Ma le critiche si concentrano sulle conseguenze di una simile normativa per i cittadini. «A parte l'equiparazione, molto sciocca, tra diritto d'autore e pedofilia», attacca Sarzana, «l'effetto è impedire ai cittadini italiani di avere accesso a determinate risorse estere». E «senza che lo sappiano», aggiunge.
L'avvocato ricorre a una metafora: «È come se entrassero in una biblioteca e scoprissero che mancano alcuni libri. Al loro posto, un cartello con scritto: 'Qualcuno si è lamentato che questo libro violava i diritti d'autore e non c'è più'».
OBIETTIVO: ARGINARE I DOWNLOAD.La conseguenza è chiara: «Si sta isolando il nostro Paese, e tutto questo per chiudere quattro o cinque siti». Le associazioni annunciano ricorso al Tar non appena il testo definitivo della delibera sarà approvato.
Su Avaaz.org le firme raccolte per chiedere all'Agcom di «rimettere la questione al parlamento, come prevede la nostra Costituzione», sono 64.500. Eppure la mobilitazione in Rete e da parte delle opposizioni è stata sommessa rispetto alle levate di scudi contro il comma «ammazza-blog» del disegno di legge Alfano, il decreto Pisanu (che limitava la diffusione del Wi-fi libero) e lo stesso decreto Romani.
Come mai? «L'obiettivo è evitare che la gente scarichi musica e film da Internet», risponde Sarzana, «e chi vuole raggiungerlo è molto forte. In termini di potere e di voti di determinate categorie, interessa non solo a chi è al governo».
IL PLACET DI FIMI. Intanto il cammino della delibera prosegue indisturbato, con il placet di Fimi, Confindustria cultura e del presidente Agcom, Corrado Calabrò. E perfino del presidente della Camera, Gianfranco Fini. Che, dopo aver definito internet «strumento di democrazia» e difeso la libertà di espressione sul web, introducendo la relazione dell'Authority alla Camera, si è limitato ad affermare che la riforma complessiva del diritto d'autore spetta al parlamento, anche se per il momento l'Agcom è autorizzata a proseguire il lavoro.

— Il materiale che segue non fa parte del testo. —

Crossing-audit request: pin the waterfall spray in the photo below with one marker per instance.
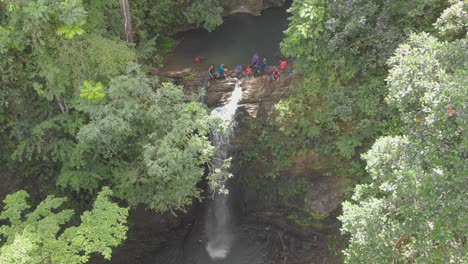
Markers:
(218, 221)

La replica: «Propaganda e disinformazione»
I commissari Agcom Stefano Martusciello e Stefano Mannoni, in un intervento su Milano Finanza, hanno replicato definendo i critici delle delibera degli «arruffapopolo che indulgono in tirate di propaganda e disinformazione» che hanno prodotto «una sbornia di demagogia e di pressappochismo». Aggiugendo, inoltre, di essere al contrario al lavoro per «impedire» che il web diventi un «laboratorio» per la censura.
PER I COMMISSARI AGCOM, ARGOMENTAZIONI DEBOLI. «Sarebbe davvero curioso», hanno proseguito, «che una conquista della modernità giuridica, alla base della fortuna e dell'economia e dell'inventiva europea fosse ipotecata a cuor leggero in nome di una chiamata alle armi dei moderni pirati dei Caraibi». E le critiche? «Gli argomenti farebbero arrossire uno studente al secondo anno di Giurisprudenza».

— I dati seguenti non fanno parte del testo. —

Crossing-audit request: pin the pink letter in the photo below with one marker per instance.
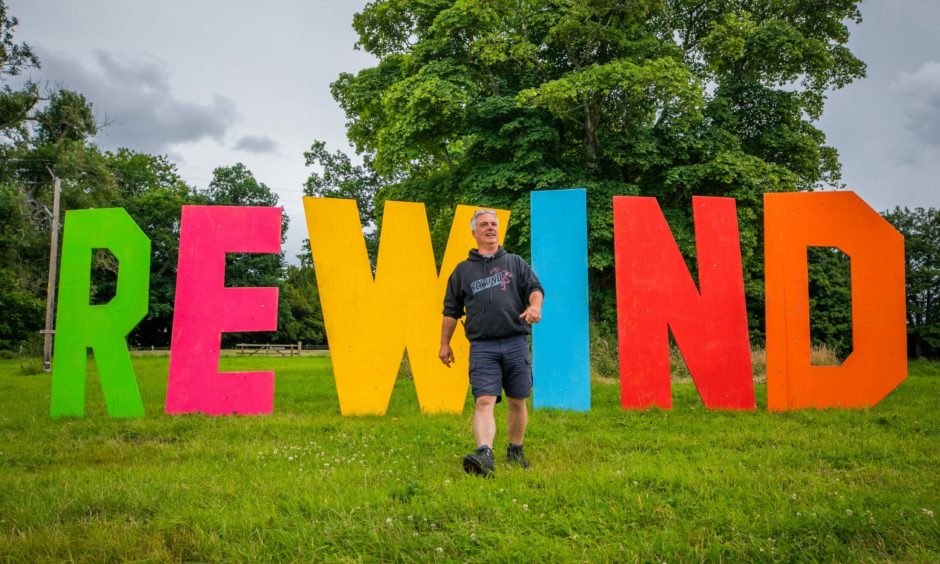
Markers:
(205, 309)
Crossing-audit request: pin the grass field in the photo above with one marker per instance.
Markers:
(308, 484)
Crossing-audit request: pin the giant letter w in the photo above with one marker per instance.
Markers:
(371, 320)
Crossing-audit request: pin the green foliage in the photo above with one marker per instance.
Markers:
(830, 299)
(305, 484)
(483, 101)
(921, 230)
(301, 298)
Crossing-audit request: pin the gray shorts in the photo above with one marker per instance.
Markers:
(497, 364)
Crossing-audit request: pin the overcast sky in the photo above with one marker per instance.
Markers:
(215, 82)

Quanto al merito delle critiche, Martusciello e Mannoni credono che «la riserva di legge sia pienamente rispettata da un quadro di fonti che conferisce all'autorità amministrativa ampio titolo per adottare provvedimenti inibitori efficace». Inoltre, secondo i commissari «la riserva di giurisdizione è rispettata dalla possibilità di chiunque di impugnare i provvedimenti davanti al giudice amministrativo».